Review: “Captain Dang”, William Hope Hodgson, 1996.

This is an intriguing story fragment.
Captain Dang’s character and poetic rhapsodies about the sea bear some resemblance to Hodgson’s “The Wild Man of the Sea”, and he’s one of Hodgson’s more memorable characters.
The narrator, a 21-year old newly minted Second Mate, first sees Dang dressed in an immaculate morning suit, a “short, stern, powerfully-built man”. Despite his dress and not being introduced, the narrator senses this is Captain Dang and that Dang is aware of his presence though his back is turned.
Dang hires him as much for his athletic ability as certificates.
The next time the narrators see dang, he’s in traditional seaman’s clothes, unshaven, and speaking in a typical sailor argot: “There’s poetry in canvas, laddie, when the wind gets into it”. (Dang is often poetic onboard.) Dang is wearing lavender kid gloves and even moves differently. He seems broader.
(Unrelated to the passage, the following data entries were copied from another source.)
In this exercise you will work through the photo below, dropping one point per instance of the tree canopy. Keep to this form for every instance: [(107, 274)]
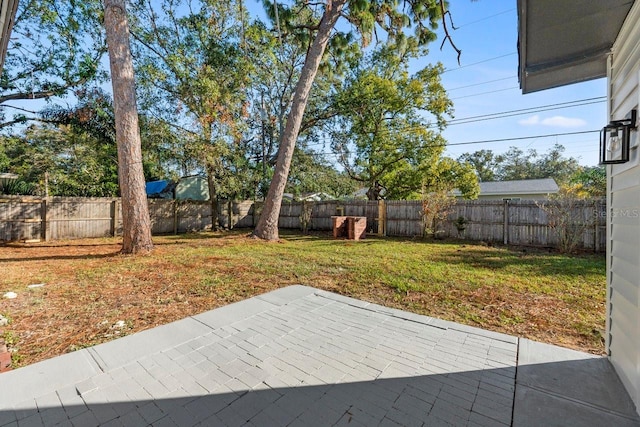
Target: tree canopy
[(516, 164)]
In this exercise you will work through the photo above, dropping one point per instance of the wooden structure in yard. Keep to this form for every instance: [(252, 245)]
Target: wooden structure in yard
[(349, 227), (506, 222)]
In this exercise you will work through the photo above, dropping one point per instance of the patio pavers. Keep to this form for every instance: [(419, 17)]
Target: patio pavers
[(300, 356)]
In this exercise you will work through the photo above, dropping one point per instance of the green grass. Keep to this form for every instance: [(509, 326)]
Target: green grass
[(544, 296)]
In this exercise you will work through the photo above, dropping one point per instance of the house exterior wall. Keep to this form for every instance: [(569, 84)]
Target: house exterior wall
[(623, 231), (531, 196)]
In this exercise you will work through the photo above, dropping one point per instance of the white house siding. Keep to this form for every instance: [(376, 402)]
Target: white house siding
[(623, 262)]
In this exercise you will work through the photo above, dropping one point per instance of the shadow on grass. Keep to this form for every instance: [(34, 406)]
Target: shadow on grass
[(62, 257)]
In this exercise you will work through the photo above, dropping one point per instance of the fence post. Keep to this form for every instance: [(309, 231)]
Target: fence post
[(114, 217), (382, 218), (175, 216), (505, 230), (43, 220), (596, 231)]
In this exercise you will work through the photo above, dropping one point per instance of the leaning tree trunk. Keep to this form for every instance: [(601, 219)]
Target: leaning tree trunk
[(267, 227), (136, 223)]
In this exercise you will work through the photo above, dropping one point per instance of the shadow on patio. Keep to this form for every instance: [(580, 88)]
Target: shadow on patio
[(299, 356)]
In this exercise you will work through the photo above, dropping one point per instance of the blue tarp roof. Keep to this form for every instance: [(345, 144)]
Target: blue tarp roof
[(156, 187)]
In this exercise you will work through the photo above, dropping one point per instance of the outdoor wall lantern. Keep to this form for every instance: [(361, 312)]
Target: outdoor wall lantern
[(614, 140)]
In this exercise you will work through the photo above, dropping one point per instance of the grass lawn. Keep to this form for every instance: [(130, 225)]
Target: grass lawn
[(92, 294)]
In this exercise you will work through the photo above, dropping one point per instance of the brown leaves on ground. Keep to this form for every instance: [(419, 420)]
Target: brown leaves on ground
[(93, 294)]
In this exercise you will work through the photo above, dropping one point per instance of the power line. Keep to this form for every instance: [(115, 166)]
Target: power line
[(521, 138), (486, 18), (481, 83), (539, 109), (485, 93), (479, 62), (487, 141)]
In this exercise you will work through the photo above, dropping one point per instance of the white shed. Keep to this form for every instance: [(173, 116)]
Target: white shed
[(576, 40)]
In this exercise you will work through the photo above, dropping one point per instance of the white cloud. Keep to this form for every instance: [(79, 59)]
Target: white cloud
[(564, 122), (555, 121), (530, 121)]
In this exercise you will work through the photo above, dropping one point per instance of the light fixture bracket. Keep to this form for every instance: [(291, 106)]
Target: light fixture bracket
[(615, 139)]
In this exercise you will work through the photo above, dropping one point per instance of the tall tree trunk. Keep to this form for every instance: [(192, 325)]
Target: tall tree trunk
[(267, 227), (136, 223)]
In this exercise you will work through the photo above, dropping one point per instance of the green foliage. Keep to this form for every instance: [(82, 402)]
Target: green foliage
[(591, 180), (517, 164), (193, 68), (56, 46), (381, 136), (15, 187), (436, 206), (565, 211)]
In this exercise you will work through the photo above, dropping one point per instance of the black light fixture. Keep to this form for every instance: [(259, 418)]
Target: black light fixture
[(615, 138)]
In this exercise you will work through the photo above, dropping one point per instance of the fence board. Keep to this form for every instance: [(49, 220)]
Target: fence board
[(514, 222)]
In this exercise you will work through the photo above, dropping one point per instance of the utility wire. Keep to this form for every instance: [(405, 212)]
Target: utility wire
[(539, 109), (521, 138), (481, 83), (479, 62), (485, 93)]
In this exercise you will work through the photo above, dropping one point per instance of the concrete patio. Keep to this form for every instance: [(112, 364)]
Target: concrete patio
[(299, 356)]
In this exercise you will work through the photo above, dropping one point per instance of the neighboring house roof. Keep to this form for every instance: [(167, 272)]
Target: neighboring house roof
[(192, 188), (156, 187), (516, 187), (525, 186), (8, 10), (563, 42)]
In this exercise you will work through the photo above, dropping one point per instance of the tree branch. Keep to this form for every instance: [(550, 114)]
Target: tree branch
[(446, 30)]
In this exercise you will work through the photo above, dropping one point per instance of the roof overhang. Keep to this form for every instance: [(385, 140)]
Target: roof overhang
[(8, 10), (564, 42)]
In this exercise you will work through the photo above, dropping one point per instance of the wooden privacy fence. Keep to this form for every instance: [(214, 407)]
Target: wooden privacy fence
[(510, 222)]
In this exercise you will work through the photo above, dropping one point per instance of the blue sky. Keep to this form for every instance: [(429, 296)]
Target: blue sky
[(486, 82)]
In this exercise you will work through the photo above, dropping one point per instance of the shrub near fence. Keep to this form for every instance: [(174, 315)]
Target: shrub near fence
[(511, 222)]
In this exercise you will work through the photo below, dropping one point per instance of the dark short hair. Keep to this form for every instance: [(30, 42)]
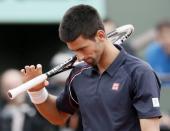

We learn that Dang picked up seaman Turrill from the wreck of a whaling packet. The ship hit a rock off an uncharted lagoon in the Pacific. Even when he talks about this, Dang alternates between precise speech and poetic rhapsodies, some quite good, on the sea.
The narrator even trains on deck with the Captain since they’re both boxing enthusiasts (and Dang likes the narrator punching out an obstreperous officer). Dang likes challenging his crew to fights, “a bit of rough an’ tumble once in a way”.
Dang is supposed to be sailing on schedule, but he’s willing to put the ship owner’s interest behind his and look for that lagoon where Turrill’s ship wrecked.
Dang hints at strange things he could tell about the sea. Unfortunately, the story ends just as Dang sees something on the horizon.